In general-sum stochastic games, a stationary Stackelberg equilibrium (SSE) does not always exist, in which the leader maximizes leader's return for all the initial states when the follower takes the best response against the leader's policy. Existing methods of determining the SSEs require strong assumptions to guarantee the convergence and the coincidence of the limit with the SSE. Moreover, our analysis suggests that the performance at the fixed points of these methods is not reasonable when they are not SSEs.
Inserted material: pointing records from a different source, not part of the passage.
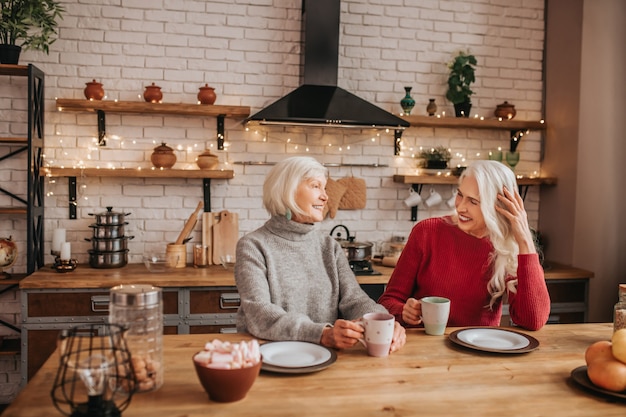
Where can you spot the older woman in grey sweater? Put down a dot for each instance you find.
(294, 281)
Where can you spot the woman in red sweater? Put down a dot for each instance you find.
(473, 258)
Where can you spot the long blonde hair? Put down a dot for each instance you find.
(492, 177)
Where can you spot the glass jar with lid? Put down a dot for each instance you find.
(619, 312)
(140, 309)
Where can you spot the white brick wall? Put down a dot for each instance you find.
(250, 52)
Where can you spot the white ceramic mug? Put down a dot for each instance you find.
(434, 199)
(435, 313)
(378, 333)
(413, 199)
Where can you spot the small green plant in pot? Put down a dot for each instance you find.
(27, 24)
(436, 158)
(462, 75)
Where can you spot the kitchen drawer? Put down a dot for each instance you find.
(82, 304)
(222, 328)
(223, 300)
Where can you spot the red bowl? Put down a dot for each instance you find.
(227, 385)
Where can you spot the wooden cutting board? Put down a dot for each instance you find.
(208, 220)
(225, 235)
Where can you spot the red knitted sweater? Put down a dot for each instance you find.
(440, 259)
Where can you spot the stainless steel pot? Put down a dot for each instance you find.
(110, 245)
(105, 260)
(355, 251)
(108, 231)
(109, 217)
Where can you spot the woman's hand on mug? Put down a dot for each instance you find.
(399, 337)
(343, 334)
(412, 312)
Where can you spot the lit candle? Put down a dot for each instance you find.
(66, 251)
(58, 237)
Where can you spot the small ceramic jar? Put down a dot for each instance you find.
(206, 160)
(163, 156)
(206, 95)
(153, 94)
(94, 90)
(505, 111)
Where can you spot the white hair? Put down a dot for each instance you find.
(281, 183)
(492, 177)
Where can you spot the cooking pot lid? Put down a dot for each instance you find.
(110, 212)
(106, 226)
(346, 244)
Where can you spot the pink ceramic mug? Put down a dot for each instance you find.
(378, 333)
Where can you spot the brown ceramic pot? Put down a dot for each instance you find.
(505, 110)
(94, 90)
(206, 160)
(153, 94)
(206, 95)
(163, 156)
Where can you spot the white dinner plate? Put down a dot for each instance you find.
(491, 339)
(293, 354)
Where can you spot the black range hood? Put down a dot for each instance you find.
(319, 101)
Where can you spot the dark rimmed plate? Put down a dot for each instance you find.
(295, 357)
(494, 340)
(580, 377)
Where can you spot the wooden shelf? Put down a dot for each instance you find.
(180, 109)
(138, 173)
(473, 123)
(451, 179)
(21, 141)
(19, 70)
(10, 347)
(13, 210)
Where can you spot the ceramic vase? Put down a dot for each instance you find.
(431, 108)
(163, 156)
(94, 90)
(206, 95)
(153, 94)
(505, 111)
(407, 103)
(462, 109)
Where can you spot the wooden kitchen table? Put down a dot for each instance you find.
(430, 376)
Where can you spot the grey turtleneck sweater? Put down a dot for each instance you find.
(293, 280)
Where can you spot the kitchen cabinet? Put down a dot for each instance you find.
(28, 202)
(178, 109)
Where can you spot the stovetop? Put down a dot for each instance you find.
(363, 268)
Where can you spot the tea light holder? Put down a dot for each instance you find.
(64, 265)
(95, 376)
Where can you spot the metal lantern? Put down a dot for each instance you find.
(95, 376)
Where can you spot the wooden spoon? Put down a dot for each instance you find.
(191, 222)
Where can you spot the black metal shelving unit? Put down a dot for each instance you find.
(32, 204)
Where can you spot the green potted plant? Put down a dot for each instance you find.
(436, 158)
(27, 24)
(459, 81)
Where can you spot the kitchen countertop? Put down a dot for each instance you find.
(430, 376)
(212, 276)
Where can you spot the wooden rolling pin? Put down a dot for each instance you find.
(191, 222)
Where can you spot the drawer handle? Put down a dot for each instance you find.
(230, 301)
(228, 330)
(99, 303)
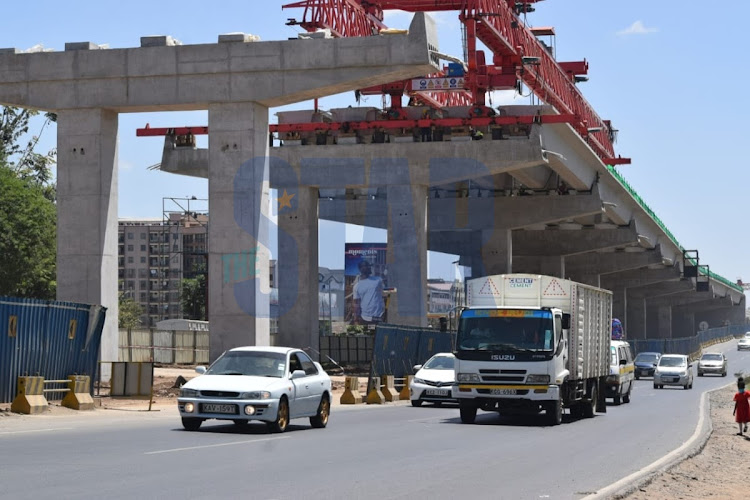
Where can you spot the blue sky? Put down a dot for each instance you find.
(654, 71)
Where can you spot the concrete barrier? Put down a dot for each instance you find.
(29, 396)
(78, 396)
(374, 394)
(351, 393)
(389, 390)
(405, 395)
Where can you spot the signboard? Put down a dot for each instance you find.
(366, 278)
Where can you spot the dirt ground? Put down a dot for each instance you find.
(718, 471)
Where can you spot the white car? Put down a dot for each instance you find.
(673, 369)
(432, 381)
(269, 384)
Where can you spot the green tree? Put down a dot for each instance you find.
(194, 297)
(129, 313)
(28, 235)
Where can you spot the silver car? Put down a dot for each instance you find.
(712, 362)
(674, 369)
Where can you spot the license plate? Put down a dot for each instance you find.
(217, 408)
(437, 392)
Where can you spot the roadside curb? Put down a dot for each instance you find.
(693, 446)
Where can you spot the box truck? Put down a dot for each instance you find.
(530, 343)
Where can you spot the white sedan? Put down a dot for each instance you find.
(433, 380)
(268, 384)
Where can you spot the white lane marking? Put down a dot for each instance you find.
(38, 430)
(215, 445)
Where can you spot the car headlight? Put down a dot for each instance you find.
(537, 379)
(467, 377)
(256, 395)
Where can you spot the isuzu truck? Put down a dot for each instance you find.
(530, 343)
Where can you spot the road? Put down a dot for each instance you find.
(367, 452)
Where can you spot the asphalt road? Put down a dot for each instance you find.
(366, 452)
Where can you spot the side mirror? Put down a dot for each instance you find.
(565, 323)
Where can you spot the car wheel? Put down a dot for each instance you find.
(588, 409)
(191, 423)
(320, 420)
(468, 411)
(554, 412)
(282, 417)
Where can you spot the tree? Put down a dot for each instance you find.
(194, 297)
(129, 313)
(28, 235)
(28, 231)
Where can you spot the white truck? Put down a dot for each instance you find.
(528, 343)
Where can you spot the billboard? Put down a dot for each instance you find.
(366, 279)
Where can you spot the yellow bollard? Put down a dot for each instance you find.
(351, 393)
(375, 396)
(389, 390)
(29, 396)
(79, 395)
(405, 394)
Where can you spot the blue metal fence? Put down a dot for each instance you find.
(47, 338)
(398, 348)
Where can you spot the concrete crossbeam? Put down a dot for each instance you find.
(190, 77)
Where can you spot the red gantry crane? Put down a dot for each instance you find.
(518, 56)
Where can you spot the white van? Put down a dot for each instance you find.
(621, 372)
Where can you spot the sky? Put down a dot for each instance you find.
(652, 72)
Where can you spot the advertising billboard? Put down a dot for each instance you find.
(366, 279)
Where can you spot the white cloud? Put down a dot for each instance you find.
(637, 28)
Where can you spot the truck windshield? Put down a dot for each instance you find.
(506, 330)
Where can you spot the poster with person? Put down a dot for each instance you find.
(366, 279)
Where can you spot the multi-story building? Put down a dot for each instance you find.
(154, 255)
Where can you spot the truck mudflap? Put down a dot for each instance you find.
(601, 396)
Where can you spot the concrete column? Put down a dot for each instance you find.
(636, 319)
(238, 255)
(297, 268)
(665, 322)
(87, 216)
(497, 250)
(407, 254)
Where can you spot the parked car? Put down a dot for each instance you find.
(432, 381)
(673, 369)
(712, 362)
(645, 364)
(619, 384)
(267, 384)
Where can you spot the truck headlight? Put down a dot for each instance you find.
(467, 377)
(537, 379)
(256, 395)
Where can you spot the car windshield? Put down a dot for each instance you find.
(672, 361)
(257, 363)
(439, 363)
(646, 357)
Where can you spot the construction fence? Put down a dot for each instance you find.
(50, 340)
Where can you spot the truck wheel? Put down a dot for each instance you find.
(468, 412)
(590, 408)
(554, 412)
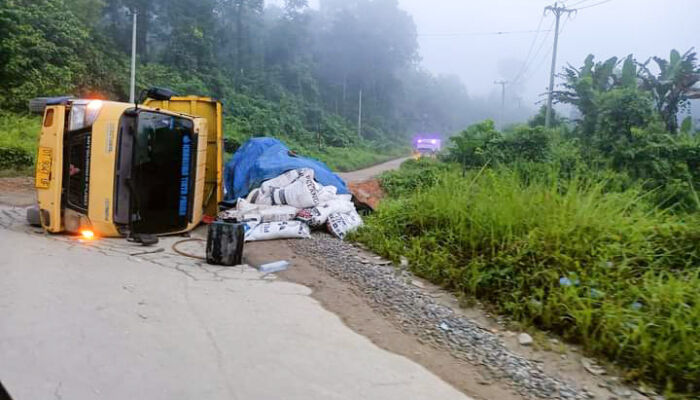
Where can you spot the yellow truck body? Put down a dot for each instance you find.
(116, 169)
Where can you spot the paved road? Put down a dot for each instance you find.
(368, 173)
(87, 320)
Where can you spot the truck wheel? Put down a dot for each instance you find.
(33, 217)
(37, 105)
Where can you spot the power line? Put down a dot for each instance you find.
(578, 3)
(528, 66)
(529, 52)
(549, 52)
(478, 33)
(595, 4)
(558, 11)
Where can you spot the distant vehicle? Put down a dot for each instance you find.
(426, 146)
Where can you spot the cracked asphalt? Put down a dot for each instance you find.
(98, 320)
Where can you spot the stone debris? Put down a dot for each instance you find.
(392, 292)
(524, 339)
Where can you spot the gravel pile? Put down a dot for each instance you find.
(391, 293)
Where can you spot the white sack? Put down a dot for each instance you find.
(257, 196)
(301, 193)
(278, 230)
(317, 216)
(246, 211)
(285, 179)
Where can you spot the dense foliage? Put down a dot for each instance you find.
(18, 141)
(590, 229)
(281, 70)
(604, 269)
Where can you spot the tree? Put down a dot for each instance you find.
(42, 50)
(673, 84)
(583, 85)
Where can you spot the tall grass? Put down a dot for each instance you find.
(20, 131)
(601, 268)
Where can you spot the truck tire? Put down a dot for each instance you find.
(38, 104)
(33, 217)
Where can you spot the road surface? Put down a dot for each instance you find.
(368, 173)
(96, 320)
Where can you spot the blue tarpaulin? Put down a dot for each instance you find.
(260, 159)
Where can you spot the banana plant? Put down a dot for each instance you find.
(672, 86)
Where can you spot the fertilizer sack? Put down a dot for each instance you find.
(278, 230)
(317, 216)
(285, 179)
(302, 193)
(340, 224)
(245, 210)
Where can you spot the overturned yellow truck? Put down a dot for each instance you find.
(116, 169)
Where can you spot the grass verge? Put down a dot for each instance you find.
(602, 269)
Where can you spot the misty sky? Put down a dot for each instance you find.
(616, 28)
(450, 43)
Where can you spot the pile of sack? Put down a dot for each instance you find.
(292, 204)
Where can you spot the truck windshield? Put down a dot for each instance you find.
(162, 173)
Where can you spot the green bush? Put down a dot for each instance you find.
(18, 140)
(602, 268)
(15, 158)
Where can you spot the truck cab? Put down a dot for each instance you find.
(116, 169)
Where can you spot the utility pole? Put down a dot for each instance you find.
(503, 84)
(132, 91)
(359, 117)
(557, 10)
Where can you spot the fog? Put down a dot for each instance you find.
(455, 37)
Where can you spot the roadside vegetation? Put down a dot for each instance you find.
(590, 229)
(18, 141)
(281, 69)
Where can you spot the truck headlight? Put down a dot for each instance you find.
(83, 113)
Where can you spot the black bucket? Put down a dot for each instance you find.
(225, 243)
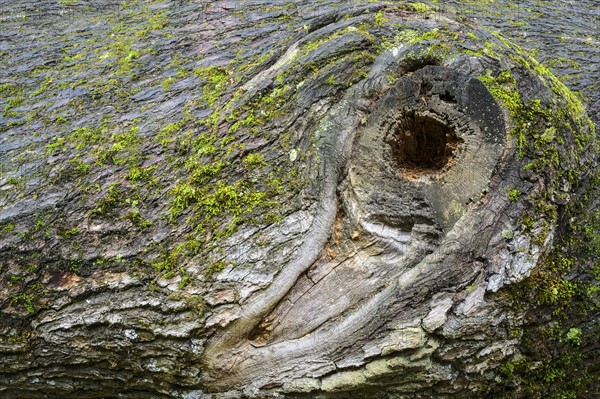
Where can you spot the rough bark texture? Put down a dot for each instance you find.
(202, 200)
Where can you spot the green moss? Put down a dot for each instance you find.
(514, 194)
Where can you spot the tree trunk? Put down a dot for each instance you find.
(263, 199)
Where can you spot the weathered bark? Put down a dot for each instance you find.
(307, 201)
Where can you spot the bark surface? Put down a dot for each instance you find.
(259, 199)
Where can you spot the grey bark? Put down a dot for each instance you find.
(386, 273)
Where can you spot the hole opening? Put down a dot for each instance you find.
(422, 144)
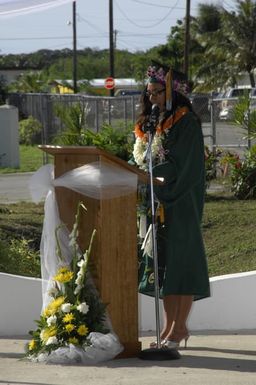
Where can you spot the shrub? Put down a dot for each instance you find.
(29, 131)
(211, 163)
(243, 175)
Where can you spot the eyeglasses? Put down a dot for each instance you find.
(154, 93)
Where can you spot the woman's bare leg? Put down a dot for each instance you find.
(170, 309)
(179, 330)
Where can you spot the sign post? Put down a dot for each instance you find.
(109, 83)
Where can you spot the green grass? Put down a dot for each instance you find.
(229, 229)
(20, 234)
(31, 158)
(229, 232)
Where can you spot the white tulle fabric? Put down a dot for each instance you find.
(103, 347)
(98, 181)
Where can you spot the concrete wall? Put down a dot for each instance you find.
(230, 307)
(9, 134)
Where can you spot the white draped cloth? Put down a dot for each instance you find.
(96, 180)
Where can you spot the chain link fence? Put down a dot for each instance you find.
(219, 130)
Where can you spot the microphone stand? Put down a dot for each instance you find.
(158, 353)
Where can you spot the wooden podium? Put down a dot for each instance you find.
(114, 252)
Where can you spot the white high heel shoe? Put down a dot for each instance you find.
(171, 344)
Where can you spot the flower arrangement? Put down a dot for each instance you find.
(140, 149)
(74, 311)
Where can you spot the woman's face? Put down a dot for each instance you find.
(156, 94)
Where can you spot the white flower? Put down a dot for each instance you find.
(51, 341)
(83, 308)
(66, 307)
(81, 263)
(53, 291)
(77, 289)
(51, 320)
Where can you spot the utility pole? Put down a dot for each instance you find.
(111, 45)
(187, 39)
(74, 49)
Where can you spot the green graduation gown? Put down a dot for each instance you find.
(180, 243)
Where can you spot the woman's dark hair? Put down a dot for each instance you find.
(178, 100)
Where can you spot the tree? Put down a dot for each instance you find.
(241, 40)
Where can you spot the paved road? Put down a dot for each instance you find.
(210, 359)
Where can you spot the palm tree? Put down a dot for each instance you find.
(239, 28)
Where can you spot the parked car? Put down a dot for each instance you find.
(124, 92)
(231, 97)
(200, 104)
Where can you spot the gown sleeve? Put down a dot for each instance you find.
(185, 165)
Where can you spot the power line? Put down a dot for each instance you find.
(157, 4)
(148, 26)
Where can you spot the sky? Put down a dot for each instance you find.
(138, 25)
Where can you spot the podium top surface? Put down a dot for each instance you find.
(92, 150)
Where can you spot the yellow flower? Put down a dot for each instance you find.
(53, 306)
(82, 330)
(48, 332)
(73, 340)
(70, 327)
(68, 318)
(63, 275)
(32, 345)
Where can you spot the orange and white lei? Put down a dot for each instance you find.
(157, 149)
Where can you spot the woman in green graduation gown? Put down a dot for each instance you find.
(178, 158)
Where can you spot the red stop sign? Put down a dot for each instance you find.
(109, 83)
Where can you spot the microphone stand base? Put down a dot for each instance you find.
(159, 354)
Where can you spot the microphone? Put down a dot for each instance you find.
(153, 119)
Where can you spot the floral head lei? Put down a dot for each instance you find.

Herein, we introduced the concept of Pareto-optimality as a reasonable alternative to SSEs. We derive the policy improvement theorem for stochastic games with the best-response follower and propose an iterative algorithm to determine the Pareto-optimal policies based on it. Monotone improvement and convergence of the proposed approach are proved, and its convergence to SSEs is proved in a special case.

翻译：在一般和随机博弈中，平稳Stackelberg均衡（SSE）并非总是存在，该均衡要求当追随者针对领导者策略采取最优响应时，领导者对所有初始状态的收益实现最大化。现有确定SSE的方法需要强假设才能保证收敛性及其极限与SSE的一致性。此外，我们的分析表明，当这些方法得到的固定点并非SSE时，其性能表现并不合理。为此，我们引入帕累托最优性概念作为SSE的合理替代方案。针对具有最优响应追随者的随机博弈，推导了策略改进定理，并基于该定理提出了一种迭代算法以确定帕累托最优策略。证明了所提方法具有单调改进性和收敛性，并在特殊情况下证明了其收敛到SSE。